My High School's graduating classes theme was "on the cusp" - which was mostly to do with the fact we graduated in 2001. So the 1 danging around the cusp of the new century (2000) or whatever the thousands mean.
I guess that "on the cusp" means that we were transitioning from one thing to the other. This to ..that. Congratulations you have graduated. You are well on your way to whatever, is next. It was a coincidence that we were transitioning to the 1900's to the 2000's.
College? check. I had been in school from 5-25 - years old. 20 years? Is that enough? Do you want me to pop a vein? (haha) Does my intelligence relate to the amount of time someone else tells me what I should know?
I actually had a dream last night that was pretty significant - in relation to my other re-occurring dreams. My #1 most re-occurerant dream is that i'm either in a class room and don't' know what is going on or that i'm looking for a classroom i'm suppose to be in. I've had a dream like that almost 100 times in my life - literally. Last night in my dream I was going to a new school - which also happened to be the school I went to from first grade to 4th - but it was a college philosophy class. My Mom was trying to get me to sign up for it - and had talked to the teacher previously. The class had already started and I sat down and within 5 seconds I was done. My re-occurring dream of being in a class I had to pass - which i was either late for or didn't do my homework for - was done diddily fucking done. I told the teacher that I had had enough - in a very polite way. That I could learn everything they were teaching in that class - online in like 5 minutes. I had a breakdown in my dream - in front of the entire class - in a non - purposely dramatic way.
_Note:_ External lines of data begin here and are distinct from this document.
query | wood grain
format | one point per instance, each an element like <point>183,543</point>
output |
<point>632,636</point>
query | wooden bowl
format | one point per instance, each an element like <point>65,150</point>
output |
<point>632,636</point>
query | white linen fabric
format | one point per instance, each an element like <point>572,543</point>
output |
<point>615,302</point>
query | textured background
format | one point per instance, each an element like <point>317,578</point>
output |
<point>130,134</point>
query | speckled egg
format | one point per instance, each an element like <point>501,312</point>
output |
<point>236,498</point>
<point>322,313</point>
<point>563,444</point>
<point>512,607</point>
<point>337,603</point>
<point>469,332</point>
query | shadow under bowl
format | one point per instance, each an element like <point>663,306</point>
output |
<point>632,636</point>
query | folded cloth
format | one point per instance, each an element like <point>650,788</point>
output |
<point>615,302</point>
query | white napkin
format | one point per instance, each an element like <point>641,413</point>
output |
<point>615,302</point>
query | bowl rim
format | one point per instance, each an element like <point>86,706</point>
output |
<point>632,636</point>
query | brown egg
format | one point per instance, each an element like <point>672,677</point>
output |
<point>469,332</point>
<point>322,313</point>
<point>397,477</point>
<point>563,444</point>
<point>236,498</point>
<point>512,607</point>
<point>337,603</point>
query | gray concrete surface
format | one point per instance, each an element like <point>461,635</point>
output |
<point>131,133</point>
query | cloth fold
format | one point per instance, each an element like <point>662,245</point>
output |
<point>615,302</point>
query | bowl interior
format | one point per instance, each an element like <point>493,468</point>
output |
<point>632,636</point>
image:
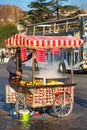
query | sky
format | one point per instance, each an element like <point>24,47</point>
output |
<point>23,3</point>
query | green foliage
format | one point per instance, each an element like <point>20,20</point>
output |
<point>40,12</point>
<point>7,31</point>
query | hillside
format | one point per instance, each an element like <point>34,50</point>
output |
<point>10,14</point>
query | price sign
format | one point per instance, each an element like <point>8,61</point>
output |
<point>55,51</point>
<point>41,55</point>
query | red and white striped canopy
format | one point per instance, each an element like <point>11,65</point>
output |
<point>34,42</point>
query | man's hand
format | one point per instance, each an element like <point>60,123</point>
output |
<point>18,73</point>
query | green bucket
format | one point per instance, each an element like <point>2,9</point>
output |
<point>24,115</point>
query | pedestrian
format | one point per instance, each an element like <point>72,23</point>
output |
<point>2,57</point>
<point>15,68</point>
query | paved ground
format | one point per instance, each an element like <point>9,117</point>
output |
<point>77,120</point>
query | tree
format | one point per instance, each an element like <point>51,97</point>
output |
<point>6,31</point>
<point>40,12</point>
<point>56,5</point>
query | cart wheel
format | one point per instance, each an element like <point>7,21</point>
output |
<point>62,105</point>
<point>20,103</point>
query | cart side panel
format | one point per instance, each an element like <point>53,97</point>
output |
<point>44,96</point>
<point>11,94</point>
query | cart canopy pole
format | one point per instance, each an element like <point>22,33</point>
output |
<point>33,53</point>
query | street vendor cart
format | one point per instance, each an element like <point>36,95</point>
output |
<point>57,93</point>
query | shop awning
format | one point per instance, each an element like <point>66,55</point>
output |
<point>34,42</point>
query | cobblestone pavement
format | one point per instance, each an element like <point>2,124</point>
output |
<point>77,120</point>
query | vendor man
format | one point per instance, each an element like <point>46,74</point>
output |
<point>14,67</point>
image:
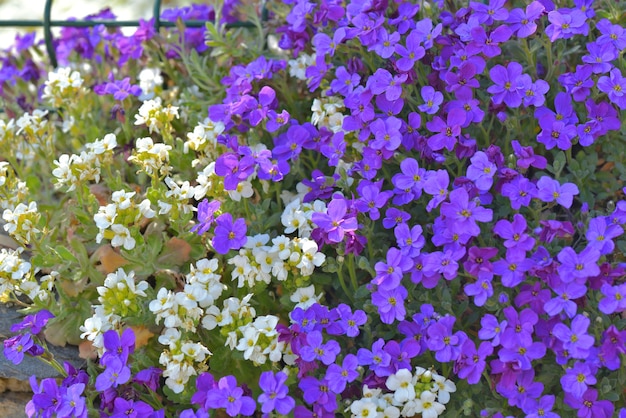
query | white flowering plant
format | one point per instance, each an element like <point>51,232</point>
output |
<point>337,208</point>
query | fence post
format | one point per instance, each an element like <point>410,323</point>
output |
<point>47,33</point>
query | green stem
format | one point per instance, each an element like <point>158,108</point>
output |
<point>342,282</point>
<point>352,271</point>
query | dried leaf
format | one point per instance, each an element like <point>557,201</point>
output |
<point>176,252</point>
<point>110,260</point>
<point>142,335</point>
<point>87,351</point>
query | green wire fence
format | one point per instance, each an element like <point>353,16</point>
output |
<point>47,23</point>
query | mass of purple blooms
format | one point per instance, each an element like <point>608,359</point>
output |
<point>467,245</point>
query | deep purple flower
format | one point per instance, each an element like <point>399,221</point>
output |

I said in a mature and responsible way that I didn't need to be educated and that I was not going to be enrolling.
That may not seem like a big deal but for someone who has a re-occurring nightmare of being late for class, not being able to find a class, not doing the homework, and all of the above - I am finally at a place in my dream space that I can say "I don't want to take this class." or even more significantly
"I don't need to take this class." I could teach this class!
I am not a child, I am not in a class room. I choose. I choose not to.
On the Cusp - oh man. You know what that was suppose to mean? way back when? That once you graduate High School and turn 18 - you move out. You are either on your own or your parents help you with college until you re-re graduate and are able to.
Marriage - half checked.
I'm old enough, or mature enough to realize that "love" and relationships are in a whole separate realm than success and accomplishment.
The people who relate your well being to marriage and romance are just like the kind that count how many goats your family has for a dowry.
I don't know about you but I don't have any eggs and
I'm on the cusp of my life and i feel myself fighting against it. In the most weak format ever. I'm ready. I'm finally ready.
What else do you want from me, life?